[TriEmbed] Frying Raspberries - TriEmbed Digest, Vol 22, Issue 25
Terry King
terry at terryking.us
Mon Mar 30 14:42:36 CDT 2015
I think Arduinos are much more resistant to frying. This may be because their older technology
has larger features and/or their I/O pins which Atmel assumed would be used for physical computing
(as compared to the Pi's processor-centric SOC) have bigger reverse diodes.
So why not just use Arduino for the physical I/O and link it to a Pi for the Computer/ Operating
System / Network / Human Interface World part, and accept the fact that they are so different? And
there are so many good software library / device choices out there.
DISCLAIMER: About to mention stuff from my own shop...!! Watch out!
AT $15 for a nice Arduino Derivative that already has 20 I/O pins, 20 ground pins, and 20 Vcc
pins, plus nice 4-pin I2C and Serial connectors, and a 5V 2A switching supply built in, why not
solve a bunch of things that are far from the Linux world. I have sold about 5000 of these
(really just selling Atmel 328's and pins) and I think I've got 5 back that were fried "for
unknown reasons". I do know of several that were fried for Known, Oops type reasons. And I have
had a bad batch of the earlier versions that had fake USB chips that the manufacturer later
bricked with a drive update. My board manufacturer replaced them immediately. So we went to the
UNO type USB and that has been trouble-free.

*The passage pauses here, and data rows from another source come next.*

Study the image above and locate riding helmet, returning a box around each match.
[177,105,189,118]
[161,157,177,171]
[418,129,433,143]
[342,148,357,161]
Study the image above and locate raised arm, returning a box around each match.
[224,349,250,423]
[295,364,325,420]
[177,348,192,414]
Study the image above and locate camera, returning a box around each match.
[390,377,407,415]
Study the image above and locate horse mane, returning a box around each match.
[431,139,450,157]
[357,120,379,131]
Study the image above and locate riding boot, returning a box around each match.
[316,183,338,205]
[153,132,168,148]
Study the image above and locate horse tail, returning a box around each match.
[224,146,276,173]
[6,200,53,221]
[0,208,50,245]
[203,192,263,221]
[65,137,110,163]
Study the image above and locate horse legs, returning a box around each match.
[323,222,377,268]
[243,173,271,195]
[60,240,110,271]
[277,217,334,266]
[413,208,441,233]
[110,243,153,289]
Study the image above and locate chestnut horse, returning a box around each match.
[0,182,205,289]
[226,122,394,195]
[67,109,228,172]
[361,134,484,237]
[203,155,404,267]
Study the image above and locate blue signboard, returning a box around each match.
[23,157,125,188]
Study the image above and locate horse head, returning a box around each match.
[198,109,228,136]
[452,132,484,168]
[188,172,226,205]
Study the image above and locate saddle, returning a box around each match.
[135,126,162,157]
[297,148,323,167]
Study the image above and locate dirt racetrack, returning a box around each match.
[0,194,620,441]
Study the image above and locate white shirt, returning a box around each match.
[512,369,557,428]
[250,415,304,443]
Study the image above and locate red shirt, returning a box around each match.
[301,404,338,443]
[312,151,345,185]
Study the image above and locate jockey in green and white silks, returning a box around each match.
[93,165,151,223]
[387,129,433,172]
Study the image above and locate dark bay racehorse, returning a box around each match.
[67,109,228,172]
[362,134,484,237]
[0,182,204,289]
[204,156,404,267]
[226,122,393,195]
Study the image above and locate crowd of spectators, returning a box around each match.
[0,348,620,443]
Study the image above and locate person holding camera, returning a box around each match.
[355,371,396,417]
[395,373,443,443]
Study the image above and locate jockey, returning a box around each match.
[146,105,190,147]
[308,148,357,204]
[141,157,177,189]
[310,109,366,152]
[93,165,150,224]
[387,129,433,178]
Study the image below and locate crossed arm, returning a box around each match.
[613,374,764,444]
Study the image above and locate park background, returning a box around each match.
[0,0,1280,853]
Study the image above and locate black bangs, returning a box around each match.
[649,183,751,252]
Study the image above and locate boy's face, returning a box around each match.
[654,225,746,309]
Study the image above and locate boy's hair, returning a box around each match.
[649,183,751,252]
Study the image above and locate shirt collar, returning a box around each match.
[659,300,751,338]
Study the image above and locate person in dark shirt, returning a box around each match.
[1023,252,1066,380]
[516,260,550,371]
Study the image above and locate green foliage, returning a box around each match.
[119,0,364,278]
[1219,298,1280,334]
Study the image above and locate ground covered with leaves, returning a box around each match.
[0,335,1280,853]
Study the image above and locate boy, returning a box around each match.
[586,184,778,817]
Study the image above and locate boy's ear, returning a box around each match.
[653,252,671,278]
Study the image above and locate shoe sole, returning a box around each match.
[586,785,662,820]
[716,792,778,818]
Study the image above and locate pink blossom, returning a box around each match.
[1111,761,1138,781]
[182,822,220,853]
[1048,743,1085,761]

See:http://arduino-info.wikispaces.com/YourDuino-RoboRED
I'm looking for a good small HDMI display that costs less than the Raspberry Pi to run it. Anyone
seen good possibilities? A Pi with that, a cheap Mouse and and Arduino I/O interface would make
many really nice intelligent, networked devices.
I've been smelling the solder flux smoke for 64 years now (starting with the 1-tube receiver for
my Radio Merit Badge) and it's the only kind I like.
Regards, Terry King
...In the Woods in Vermont USA
terry at terryking.us
-The One who Dies with the most Parts LOSES. What do you need??